Happy Friday, wonderful ones, and welcome to the Open Mic!

States I've visited. Map generated at http://www.epgsoft.com
Summer is upon us (well, in some parts of the world anyway!) and for lots of people that means travel. For a long time I considered myself untraveled because I had never left North America. To validate what I perceived as an insular existence, I looked to people like Emily Dickinson, who wrote nearly two thousand poems while barely leaving her childhood home. It wasn’t until college that I fully appreciated how cool it was that I’d visited nineteen of the United States!
My question to you today is: how does travel influence your life and/or your art?
Also: how do you cultivate an attitude of travel when you stay close to home?
Comments are threaded, so you can reply directly to each other. Have at it — converse!
I’ve gotten my best ideas for stories while traveling. Those are the ones that stay with me the most and keep drawing me back to strengthen them and get them to work right. I like being farther away from where I live, but that may be because I still don’t really feel like I’m “at home.” This place “belongs” to someone or something else, not me. The place I live in has a sort of comfortable familiarity (the house and the city) but it doesn’t really feel like home just because I live here. I think that may be why I long to travel. I don’t just feel creatively opened up by beautiful unfamiliar places, I think I’m also searching for a place where I feel a physical and emotional kinship underneath the excitement. Something that says you’re safe now, you’re home. Now you can open up, unfold and bloom.

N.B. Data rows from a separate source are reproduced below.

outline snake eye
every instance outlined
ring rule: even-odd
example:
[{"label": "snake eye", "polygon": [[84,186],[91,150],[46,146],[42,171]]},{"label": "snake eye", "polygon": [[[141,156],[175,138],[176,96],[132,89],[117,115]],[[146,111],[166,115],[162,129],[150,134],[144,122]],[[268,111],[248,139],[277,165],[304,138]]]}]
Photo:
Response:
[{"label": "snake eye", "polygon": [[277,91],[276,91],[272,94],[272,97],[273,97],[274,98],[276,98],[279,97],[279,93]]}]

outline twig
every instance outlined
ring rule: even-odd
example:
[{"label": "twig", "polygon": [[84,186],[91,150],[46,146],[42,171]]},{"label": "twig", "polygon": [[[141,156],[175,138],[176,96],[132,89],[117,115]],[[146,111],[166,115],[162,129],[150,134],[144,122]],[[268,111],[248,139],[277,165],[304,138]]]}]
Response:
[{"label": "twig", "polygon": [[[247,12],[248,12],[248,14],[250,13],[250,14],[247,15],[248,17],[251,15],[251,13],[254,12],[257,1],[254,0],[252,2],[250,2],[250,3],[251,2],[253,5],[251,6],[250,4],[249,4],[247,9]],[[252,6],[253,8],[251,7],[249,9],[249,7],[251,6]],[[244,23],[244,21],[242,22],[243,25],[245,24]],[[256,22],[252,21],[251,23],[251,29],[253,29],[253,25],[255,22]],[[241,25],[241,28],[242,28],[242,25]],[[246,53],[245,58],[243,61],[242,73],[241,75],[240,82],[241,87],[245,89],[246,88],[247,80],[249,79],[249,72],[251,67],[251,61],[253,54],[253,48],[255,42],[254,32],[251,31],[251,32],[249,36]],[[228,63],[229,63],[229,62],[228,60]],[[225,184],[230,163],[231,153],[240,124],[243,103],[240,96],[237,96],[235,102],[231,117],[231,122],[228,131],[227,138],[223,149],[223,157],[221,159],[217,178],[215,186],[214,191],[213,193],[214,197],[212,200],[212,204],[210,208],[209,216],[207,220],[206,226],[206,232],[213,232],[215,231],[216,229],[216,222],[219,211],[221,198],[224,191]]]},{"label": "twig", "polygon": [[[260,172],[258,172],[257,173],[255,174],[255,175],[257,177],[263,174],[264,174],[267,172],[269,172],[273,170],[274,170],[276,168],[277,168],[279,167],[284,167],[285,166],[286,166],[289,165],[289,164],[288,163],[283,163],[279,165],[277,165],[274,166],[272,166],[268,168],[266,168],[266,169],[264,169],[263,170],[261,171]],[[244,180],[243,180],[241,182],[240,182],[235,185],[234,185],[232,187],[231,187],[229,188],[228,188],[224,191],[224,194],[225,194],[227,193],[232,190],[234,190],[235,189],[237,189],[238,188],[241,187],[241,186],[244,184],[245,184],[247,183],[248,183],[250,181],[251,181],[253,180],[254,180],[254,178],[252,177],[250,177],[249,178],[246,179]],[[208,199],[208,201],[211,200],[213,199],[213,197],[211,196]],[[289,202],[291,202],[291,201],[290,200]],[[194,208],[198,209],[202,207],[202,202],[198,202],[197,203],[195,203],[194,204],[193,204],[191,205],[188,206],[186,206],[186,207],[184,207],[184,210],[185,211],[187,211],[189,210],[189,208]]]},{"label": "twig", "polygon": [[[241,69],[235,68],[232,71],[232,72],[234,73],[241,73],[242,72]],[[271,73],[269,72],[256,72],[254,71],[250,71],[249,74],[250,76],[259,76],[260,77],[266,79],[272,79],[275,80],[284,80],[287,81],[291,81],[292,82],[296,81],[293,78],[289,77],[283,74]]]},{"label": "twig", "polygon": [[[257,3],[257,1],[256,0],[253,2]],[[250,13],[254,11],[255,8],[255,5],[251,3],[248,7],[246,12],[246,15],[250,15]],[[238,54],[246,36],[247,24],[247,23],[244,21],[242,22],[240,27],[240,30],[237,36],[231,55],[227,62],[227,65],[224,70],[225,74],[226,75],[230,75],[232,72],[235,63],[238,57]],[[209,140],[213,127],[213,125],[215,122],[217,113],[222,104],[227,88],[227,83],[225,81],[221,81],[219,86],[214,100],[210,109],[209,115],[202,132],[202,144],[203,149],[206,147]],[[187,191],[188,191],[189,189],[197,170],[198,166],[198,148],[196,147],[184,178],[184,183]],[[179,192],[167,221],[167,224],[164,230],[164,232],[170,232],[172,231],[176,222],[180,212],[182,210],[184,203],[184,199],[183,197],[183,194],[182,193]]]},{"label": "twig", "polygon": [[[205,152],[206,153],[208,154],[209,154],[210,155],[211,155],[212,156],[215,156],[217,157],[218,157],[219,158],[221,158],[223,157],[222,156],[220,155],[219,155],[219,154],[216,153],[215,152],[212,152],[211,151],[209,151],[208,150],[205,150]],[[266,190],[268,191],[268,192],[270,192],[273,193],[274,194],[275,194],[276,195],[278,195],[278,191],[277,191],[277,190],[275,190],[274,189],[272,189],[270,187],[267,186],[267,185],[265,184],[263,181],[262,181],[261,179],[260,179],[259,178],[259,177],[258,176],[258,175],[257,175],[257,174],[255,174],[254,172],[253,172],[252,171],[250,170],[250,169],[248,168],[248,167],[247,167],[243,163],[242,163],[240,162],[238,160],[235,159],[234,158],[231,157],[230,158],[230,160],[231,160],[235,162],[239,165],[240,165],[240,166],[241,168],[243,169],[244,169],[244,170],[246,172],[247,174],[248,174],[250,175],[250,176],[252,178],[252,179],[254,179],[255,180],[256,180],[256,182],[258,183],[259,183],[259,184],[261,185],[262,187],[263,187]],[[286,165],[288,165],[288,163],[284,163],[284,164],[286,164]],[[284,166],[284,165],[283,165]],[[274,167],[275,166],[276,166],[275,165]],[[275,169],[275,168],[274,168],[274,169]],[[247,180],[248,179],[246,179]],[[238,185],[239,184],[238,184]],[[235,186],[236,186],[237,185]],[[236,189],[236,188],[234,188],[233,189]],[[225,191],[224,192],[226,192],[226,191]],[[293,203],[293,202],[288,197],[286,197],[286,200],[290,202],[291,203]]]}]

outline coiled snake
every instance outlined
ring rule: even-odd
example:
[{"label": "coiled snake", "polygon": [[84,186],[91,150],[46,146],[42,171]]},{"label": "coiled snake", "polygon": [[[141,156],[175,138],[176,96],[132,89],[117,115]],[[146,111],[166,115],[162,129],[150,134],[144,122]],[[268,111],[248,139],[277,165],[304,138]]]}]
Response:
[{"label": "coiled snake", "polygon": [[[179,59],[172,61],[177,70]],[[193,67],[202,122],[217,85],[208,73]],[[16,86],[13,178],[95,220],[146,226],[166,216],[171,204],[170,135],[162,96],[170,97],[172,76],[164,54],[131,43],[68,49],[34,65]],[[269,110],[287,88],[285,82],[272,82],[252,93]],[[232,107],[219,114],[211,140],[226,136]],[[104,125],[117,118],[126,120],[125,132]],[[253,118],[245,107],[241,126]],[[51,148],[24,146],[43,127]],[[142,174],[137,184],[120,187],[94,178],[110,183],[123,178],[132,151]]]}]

When I can afford the carfare, I like to explore communities within and close to my city (some of the interesting suburbs.) And beautifully filmed movie scenery like that in “Eat, Pray Love,” can help me feel like I’ve been away for a while, too.
Thanks for the post, Lisa! Lady Sparks, I can so relate. I feel more displaced. Born in the Caribbean, lived in NYC, PA, NJ, and now IL (probably not too far from you, actually!), but “home” for me is defined at that which makes me feel secure and safe, as well. I can’t say that I ever felt 100% safe and secure in any of those places, but I feel most at home now. I long to travel, but it can be pretty darn expensive with three children in tow, especially when I have to pay a full fare, even for our youngest, age 3. Travel, when afforded, most certainly informs my perspective as well as my writing; however, I find inspiration in life, regardless of where I am physically. Where I am mentally most informs my writing. By extension, the experiences that I’ve lived in the various physical places that I’ve occupied more so than the places themselves, tend to contextualize my stories and inspirations more than anything else. Right now, I’m traveling back in time in my reading of “Wench”. What an awesome read! The author’s name escapes me at this very moment, and I dare not open another window on this computer to confirm her name. I get too distracted! Nonetheless, I digress.
I hope to travel to some other interesting places one day, but in the meantime, I’ll travel through the beautiful stories, photos,and retelling of gifted writers, here…and abroad!
You’ve had such a geographically diverse life, Empress! I sympathize with your travel expenses — I’m sure that’s why my family trips, growing up, were always road trips, and why I never saw Asia until last spring. My parents just couldn’t get all five of us to China at the same time!
RĂ©, I hear you on wanting a sense of home in the place where you live. That’s very important to me too.
I’m so happy that on my recent trip to Chicago, I got to meet up with you to explore the city together! 🙂
I had a funny experience the day I wrote this post. I was on the train, going to the airport to go to Chicago, and as we pulled into one of the Oakland stops I noticed I was seeing the passersby as if I were a visitor — in that “so this is what people from here look like” way that I do when I’m in a new city. I don’t know if I was seeing people differently because I was sleepy, or because I was on my way to a proper “traveling” experience, but it was so interesting! It made me think that so much of our travel attitude must be in our minds, and probably we can cultivate those more-awake eyes even when we’re right at home.